🧩 Model Card: embeddinggemma-300m

  • Type: Embedding (Sentence Similarity)
  • Think: No
  • Base Model: google/embeddinggemma-300m
  • Max Chunk Size: 2048
  • Default Context Length: NA

▶️ Run with FastFlowLM in PowerShell:

Embedding model requires to use with an LLM (load concurrently) for Server Mode. Embedding model does not work under CLI Mode.

Server Mode

Start with embedding model enabled:

flm serve gemma3:4b --embed 1 # Load the embedding model (embed-gemma:300m) in the background, with concurrent LLM loading (gemma3:4b).
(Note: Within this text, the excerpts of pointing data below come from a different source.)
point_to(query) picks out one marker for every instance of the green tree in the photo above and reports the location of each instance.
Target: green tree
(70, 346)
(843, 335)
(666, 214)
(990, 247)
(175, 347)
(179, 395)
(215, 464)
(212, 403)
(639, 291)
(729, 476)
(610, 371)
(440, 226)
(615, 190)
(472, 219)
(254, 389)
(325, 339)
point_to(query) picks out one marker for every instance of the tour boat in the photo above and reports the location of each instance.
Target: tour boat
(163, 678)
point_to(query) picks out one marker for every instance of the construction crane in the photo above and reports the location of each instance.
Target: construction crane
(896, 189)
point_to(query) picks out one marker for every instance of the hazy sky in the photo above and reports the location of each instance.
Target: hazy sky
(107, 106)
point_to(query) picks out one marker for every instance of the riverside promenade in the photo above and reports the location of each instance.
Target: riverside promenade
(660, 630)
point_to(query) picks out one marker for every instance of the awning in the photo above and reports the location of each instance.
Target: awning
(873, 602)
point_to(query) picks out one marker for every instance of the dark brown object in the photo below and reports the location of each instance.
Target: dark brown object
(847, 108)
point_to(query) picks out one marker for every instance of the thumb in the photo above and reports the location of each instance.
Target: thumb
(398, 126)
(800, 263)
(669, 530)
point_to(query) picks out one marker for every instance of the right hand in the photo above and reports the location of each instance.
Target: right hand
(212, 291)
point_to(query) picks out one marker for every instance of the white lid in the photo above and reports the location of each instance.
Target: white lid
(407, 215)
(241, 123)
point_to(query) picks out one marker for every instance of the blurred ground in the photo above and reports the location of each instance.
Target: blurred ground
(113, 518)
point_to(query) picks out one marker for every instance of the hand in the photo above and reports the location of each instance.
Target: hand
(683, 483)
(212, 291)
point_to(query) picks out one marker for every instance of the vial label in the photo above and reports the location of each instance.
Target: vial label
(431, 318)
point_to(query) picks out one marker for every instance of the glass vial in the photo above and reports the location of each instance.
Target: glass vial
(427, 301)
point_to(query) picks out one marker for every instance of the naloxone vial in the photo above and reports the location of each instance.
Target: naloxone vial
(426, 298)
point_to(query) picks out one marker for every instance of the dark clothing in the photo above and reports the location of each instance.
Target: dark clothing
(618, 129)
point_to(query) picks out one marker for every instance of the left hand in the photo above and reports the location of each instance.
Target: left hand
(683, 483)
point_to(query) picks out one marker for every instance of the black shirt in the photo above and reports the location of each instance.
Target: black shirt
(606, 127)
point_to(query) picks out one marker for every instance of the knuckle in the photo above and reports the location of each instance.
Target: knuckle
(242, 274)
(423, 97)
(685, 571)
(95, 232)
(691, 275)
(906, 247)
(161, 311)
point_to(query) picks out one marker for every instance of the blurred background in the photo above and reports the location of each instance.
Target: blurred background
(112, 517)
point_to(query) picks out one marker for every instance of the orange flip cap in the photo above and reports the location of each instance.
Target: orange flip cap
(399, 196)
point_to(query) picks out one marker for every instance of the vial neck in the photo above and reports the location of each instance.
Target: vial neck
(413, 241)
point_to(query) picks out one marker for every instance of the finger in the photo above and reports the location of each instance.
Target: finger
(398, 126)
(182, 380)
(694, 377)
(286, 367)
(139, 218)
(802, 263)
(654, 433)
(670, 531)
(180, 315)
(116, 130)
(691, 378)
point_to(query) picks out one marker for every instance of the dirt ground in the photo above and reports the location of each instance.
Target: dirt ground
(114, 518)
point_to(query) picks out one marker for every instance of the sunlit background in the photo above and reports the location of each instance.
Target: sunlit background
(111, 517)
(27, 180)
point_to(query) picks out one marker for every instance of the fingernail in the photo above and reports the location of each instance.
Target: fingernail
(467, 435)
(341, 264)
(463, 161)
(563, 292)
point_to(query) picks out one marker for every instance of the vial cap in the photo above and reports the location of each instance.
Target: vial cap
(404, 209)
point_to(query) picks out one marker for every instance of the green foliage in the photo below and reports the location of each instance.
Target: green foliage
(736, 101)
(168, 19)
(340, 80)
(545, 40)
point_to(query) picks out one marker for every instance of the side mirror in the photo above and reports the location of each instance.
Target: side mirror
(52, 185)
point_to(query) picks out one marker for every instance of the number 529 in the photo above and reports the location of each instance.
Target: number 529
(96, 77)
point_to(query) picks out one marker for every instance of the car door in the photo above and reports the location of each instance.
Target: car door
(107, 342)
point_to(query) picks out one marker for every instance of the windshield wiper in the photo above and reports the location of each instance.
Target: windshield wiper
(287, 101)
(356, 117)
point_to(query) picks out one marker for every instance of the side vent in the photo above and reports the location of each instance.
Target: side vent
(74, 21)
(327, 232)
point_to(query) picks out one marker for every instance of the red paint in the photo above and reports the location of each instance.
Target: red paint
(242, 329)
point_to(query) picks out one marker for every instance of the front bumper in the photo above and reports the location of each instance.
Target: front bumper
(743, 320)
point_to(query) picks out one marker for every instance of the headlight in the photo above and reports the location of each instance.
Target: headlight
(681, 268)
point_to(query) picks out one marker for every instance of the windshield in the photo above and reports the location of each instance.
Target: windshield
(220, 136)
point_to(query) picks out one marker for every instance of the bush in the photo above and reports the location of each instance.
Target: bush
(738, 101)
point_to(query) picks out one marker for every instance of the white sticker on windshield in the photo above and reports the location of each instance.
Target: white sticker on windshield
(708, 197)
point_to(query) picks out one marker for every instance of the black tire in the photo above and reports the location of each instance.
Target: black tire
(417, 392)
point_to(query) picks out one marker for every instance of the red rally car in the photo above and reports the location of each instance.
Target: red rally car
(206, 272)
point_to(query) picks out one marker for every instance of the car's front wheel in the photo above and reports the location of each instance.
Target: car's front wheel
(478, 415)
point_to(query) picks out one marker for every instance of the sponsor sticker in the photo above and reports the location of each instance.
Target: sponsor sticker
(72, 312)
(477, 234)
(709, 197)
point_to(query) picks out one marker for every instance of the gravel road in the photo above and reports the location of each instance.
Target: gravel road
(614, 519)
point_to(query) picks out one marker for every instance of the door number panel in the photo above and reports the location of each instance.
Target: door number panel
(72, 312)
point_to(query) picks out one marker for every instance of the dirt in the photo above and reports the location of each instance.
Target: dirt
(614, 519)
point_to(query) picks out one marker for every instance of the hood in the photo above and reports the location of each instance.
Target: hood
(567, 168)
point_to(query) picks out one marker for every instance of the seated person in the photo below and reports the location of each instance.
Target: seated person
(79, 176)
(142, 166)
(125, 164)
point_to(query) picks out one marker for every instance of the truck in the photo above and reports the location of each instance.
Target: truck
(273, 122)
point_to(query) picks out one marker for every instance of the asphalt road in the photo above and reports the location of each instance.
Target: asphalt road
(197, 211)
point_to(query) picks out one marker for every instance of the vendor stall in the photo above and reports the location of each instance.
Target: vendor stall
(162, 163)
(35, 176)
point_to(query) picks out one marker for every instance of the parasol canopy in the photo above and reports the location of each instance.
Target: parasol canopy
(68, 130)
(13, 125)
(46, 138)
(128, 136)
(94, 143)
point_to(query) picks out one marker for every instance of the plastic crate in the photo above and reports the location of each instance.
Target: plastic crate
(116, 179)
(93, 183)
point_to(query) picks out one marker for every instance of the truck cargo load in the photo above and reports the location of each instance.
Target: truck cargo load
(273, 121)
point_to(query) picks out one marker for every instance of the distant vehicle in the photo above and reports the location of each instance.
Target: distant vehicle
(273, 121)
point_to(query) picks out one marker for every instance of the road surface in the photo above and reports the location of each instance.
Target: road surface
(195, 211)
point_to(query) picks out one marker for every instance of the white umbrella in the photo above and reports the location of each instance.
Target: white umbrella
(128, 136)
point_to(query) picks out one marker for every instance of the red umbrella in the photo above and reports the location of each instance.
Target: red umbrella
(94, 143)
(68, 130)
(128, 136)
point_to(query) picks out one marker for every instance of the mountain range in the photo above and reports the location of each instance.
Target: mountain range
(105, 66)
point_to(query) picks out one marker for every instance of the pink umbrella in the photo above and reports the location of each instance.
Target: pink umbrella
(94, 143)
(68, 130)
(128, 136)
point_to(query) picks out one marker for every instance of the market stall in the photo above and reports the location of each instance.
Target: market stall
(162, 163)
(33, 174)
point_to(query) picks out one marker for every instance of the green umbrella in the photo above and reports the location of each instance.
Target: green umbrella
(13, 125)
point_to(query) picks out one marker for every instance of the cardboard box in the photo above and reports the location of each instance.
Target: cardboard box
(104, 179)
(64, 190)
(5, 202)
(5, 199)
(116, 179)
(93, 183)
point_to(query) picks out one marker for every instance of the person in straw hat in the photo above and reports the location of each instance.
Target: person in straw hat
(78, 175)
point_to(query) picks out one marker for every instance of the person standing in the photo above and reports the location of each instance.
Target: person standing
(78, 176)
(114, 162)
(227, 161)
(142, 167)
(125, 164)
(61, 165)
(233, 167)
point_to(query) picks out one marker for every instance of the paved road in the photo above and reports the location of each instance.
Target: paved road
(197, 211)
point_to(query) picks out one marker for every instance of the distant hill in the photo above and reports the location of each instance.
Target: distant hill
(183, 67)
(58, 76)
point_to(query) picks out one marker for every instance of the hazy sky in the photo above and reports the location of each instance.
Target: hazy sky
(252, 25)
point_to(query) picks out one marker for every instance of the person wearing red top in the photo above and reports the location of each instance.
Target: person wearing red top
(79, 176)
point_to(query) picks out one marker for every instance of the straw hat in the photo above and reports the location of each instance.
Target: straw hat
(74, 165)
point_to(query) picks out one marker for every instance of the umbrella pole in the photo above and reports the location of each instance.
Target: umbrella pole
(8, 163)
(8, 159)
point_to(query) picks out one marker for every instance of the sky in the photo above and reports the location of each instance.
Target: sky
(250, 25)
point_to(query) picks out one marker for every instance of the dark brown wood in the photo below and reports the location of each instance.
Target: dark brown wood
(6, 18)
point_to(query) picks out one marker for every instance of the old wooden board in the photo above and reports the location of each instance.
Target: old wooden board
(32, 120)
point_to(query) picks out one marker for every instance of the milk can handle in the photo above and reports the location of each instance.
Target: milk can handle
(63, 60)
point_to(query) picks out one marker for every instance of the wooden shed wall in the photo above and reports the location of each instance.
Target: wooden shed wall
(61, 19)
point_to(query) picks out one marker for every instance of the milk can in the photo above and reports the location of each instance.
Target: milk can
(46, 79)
Send file(s) to POST /v1/embeddings via any OpenAI Client or Open WebUI.

see more API details here → /v1/embeddings/

Example 1: OpenAI Client


from openai import OpenAI

client = OpenAI(
   base_url="http://localhost:52625/v1", # FastFlowLM's local API endpoint
   api_key="flm", # Dummy key (FastFlowLM doesn't require authentication)
)

resp = client.embeddings.create(
   model="embed-gemma",
   input="Hi, everyone!"
)

print(resp.data[0].embedding)

Example 2: Open WebUI

  1. Follow Open WebUI setup guide.
  2. In the bottom-left corner, click User icon, then select Settings.
  3. In the bottom panel, open Admin Settings.
  4. In the left sidebar, navigate to Documents.
  5. Set Embedding Model Engine to OpenAI.
  6. Enter:

    API Base URL: http://localhost:52625/v1 (Open WebUI Desktop) or http://host.docker.internal:52625/v1 (Open WebUI in Docker)
    API KEY: flm (any value works)
    Embedding Model: embed-gemma:300m

  7. Save the setting.
  8. Follow the RAG + FastFlowLM example to launch your Local Private Database with RAG all powered by FLM.